The other day Mike, Spiros, and I began thinking about generating SVG contour maps with JavaScript. The reason is that I want to be able to show a contour map of crime density (like this one of property crime) on the Campus Crime Mapper.

I think a way to generate generic contour maps for Google Maps in JavaScript would be extremely popular with Google Maps developers. It could be used to map temperatures, population density, precipitation, wifi coverage, and lots of other things people are using Google Maps for.

There are only a couple sites out there that have overlayed contour maps on their Google map. The best one seems to be EarthTools, which uses it to display a topographic contour map of the area. I can't tell if it uses static image tiles, SVG, or Canvas; maybe someone else can figure it out.

You're probably wondering why I want to do it all in JavaScript and SVG as opposed to rendering static tiles on the server and overlaying them. There are a few reasons:

  • Using JavaScript will make it available to any Google Maps developer, regardless of their server-side tools.
  • The contour shapes will only need to be calculated once for all zoom levels, since they are infinitely scalable.
  • I am almost positive that the time it takes for the client to calculate and render the SVG contours will be about the same amount of time it would take to download all the custom tiles anyway (especially if they will be zooming and scrolling — hint: they will be).
  • Theoretically it will allow the user to change the granularity, colorization, and other aspects of the map.

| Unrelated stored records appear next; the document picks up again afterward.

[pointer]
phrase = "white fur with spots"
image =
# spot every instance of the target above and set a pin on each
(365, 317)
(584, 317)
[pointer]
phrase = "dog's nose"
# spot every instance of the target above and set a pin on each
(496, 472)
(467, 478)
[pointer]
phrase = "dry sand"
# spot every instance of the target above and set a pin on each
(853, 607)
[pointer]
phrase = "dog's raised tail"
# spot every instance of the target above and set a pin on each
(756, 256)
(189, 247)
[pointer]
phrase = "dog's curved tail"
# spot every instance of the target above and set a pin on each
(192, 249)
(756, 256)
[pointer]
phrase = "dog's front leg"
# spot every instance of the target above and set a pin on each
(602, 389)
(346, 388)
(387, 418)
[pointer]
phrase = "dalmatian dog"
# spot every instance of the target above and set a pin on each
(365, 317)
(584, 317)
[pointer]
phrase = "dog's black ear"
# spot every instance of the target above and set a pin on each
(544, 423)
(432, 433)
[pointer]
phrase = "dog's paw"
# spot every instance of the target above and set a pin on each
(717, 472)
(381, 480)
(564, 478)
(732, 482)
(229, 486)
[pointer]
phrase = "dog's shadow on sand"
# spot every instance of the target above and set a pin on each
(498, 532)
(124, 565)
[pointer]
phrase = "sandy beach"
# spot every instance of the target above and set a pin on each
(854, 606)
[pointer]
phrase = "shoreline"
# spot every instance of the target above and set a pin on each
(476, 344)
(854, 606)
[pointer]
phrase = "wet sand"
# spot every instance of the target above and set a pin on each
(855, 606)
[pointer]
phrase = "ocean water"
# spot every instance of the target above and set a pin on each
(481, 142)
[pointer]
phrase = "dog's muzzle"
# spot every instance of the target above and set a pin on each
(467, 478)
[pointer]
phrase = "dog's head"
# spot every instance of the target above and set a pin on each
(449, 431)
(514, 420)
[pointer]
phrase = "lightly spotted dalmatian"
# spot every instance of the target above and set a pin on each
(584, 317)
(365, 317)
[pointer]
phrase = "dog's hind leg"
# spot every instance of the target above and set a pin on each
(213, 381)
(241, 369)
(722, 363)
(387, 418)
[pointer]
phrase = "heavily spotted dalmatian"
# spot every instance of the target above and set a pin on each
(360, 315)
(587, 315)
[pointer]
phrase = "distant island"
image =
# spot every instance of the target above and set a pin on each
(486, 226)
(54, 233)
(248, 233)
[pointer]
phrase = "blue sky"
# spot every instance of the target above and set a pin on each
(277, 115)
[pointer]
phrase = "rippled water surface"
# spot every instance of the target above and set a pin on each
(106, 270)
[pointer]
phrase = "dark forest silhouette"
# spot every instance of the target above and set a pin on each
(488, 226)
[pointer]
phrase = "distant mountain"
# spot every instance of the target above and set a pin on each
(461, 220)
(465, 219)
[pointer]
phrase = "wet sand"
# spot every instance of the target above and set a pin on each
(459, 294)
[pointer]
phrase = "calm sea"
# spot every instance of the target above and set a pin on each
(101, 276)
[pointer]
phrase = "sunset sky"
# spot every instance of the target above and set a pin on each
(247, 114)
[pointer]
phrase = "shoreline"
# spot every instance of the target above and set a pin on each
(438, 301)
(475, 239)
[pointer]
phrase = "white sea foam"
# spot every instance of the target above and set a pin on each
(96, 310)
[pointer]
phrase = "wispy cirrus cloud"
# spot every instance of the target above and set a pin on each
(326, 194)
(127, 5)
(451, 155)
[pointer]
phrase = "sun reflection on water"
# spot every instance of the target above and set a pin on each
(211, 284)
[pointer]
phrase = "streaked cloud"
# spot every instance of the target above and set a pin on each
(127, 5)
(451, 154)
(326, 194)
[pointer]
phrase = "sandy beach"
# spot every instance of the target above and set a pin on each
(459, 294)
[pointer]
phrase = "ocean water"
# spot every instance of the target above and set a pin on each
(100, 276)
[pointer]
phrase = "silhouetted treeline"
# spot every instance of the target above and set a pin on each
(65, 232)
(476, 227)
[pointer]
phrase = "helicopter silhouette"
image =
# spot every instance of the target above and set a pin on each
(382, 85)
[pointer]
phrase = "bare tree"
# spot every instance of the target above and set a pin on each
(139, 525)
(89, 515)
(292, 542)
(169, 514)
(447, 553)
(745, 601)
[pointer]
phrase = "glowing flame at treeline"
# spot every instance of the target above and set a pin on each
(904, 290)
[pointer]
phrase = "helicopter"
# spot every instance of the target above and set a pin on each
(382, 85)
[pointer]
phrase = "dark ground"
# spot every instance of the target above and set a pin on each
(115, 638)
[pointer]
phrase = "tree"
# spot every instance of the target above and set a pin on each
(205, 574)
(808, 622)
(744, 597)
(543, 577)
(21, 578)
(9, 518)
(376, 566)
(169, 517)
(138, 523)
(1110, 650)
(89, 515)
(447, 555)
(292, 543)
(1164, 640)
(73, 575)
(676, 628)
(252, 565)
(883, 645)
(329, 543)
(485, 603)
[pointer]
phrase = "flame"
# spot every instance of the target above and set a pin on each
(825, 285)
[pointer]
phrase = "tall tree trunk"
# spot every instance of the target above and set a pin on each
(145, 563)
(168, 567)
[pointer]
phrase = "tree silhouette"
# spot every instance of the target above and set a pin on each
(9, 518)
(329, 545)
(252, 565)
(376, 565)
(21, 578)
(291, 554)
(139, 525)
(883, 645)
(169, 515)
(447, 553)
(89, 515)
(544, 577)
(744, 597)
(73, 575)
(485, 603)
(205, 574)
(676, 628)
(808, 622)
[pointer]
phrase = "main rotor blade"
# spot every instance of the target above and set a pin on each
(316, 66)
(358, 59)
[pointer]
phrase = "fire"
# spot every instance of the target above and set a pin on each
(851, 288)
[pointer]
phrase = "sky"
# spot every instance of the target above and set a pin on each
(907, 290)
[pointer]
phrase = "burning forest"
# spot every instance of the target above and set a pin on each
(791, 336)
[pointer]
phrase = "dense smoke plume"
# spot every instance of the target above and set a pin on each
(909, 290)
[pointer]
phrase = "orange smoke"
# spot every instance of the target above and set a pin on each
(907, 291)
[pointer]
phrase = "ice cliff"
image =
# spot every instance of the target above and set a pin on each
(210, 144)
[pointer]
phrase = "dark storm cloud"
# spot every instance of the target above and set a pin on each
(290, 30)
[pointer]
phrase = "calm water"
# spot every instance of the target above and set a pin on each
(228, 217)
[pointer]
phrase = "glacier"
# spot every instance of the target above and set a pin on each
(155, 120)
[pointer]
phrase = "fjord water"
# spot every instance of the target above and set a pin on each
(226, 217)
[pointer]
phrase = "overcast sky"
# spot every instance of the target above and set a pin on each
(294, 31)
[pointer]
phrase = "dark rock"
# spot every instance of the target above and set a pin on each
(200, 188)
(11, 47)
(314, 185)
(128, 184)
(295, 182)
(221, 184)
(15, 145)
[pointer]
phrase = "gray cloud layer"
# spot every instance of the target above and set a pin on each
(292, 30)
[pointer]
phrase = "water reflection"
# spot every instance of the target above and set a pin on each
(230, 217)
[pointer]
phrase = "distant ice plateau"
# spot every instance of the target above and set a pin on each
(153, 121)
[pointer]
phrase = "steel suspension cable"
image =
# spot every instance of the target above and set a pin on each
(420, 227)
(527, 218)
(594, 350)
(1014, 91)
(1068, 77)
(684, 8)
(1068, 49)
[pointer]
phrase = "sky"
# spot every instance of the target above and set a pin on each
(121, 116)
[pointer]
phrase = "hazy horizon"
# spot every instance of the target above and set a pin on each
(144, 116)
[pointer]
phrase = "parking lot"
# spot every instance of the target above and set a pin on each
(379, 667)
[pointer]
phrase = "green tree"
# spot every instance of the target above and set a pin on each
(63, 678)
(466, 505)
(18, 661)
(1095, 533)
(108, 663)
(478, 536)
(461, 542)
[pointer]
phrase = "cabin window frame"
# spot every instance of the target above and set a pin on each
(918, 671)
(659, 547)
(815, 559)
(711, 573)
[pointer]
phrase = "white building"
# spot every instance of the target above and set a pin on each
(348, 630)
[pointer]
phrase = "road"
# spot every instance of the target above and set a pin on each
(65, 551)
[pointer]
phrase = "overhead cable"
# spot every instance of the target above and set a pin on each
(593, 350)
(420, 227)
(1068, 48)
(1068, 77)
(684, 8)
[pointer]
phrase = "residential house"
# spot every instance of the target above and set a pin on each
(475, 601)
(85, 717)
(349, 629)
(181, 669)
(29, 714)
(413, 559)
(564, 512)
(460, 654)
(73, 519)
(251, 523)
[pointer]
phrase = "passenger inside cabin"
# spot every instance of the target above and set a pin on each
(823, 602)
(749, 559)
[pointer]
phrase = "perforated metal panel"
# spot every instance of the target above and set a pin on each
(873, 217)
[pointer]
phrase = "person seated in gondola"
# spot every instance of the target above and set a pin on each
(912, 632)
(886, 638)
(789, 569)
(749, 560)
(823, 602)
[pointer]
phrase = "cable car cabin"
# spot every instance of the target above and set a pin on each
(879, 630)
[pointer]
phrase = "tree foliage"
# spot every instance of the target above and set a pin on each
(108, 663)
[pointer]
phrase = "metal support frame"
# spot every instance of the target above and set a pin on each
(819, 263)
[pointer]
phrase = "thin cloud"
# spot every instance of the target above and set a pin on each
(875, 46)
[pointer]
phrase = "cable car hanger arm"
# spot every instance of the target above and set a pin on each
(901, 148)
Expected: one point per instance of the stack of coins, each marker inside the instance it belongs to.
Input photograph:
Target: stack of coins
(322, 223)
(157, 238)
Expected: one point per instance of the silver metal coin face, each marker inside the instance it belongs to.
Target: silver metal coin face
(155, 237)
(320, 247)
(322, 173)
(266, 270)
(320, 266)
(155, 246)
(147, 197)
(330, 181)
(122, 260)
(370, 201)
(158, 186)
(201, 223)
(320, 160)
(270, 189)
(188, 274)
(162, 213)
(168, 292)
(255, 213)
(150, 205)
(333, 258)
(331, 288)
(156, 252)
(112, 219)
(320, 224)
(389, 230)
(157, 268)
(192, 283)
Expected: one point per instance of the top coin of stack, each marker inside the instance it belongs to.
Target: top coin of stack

I'm not looking to generate anything insanely detailed, just something at about this detail level.

I have some proof-of-concept code online that tests finding shape contours and smoothing them with Bezier curves. You will need either Firefox 1.5 or a browser with Adove SVG enabled to view those demos (I'm considering also supporting Canvas).

Note: Those pages (and the Crime Mapper) will be down while I move into the Village.

Speaking of SVG and Canvas, I'm going to use this sweet JavaScript plotting library called plotkit to show crime statistics — check out the demo on that page!

I'm excited to see how far I can take this, but right now I've got two days left in the Summer of Code.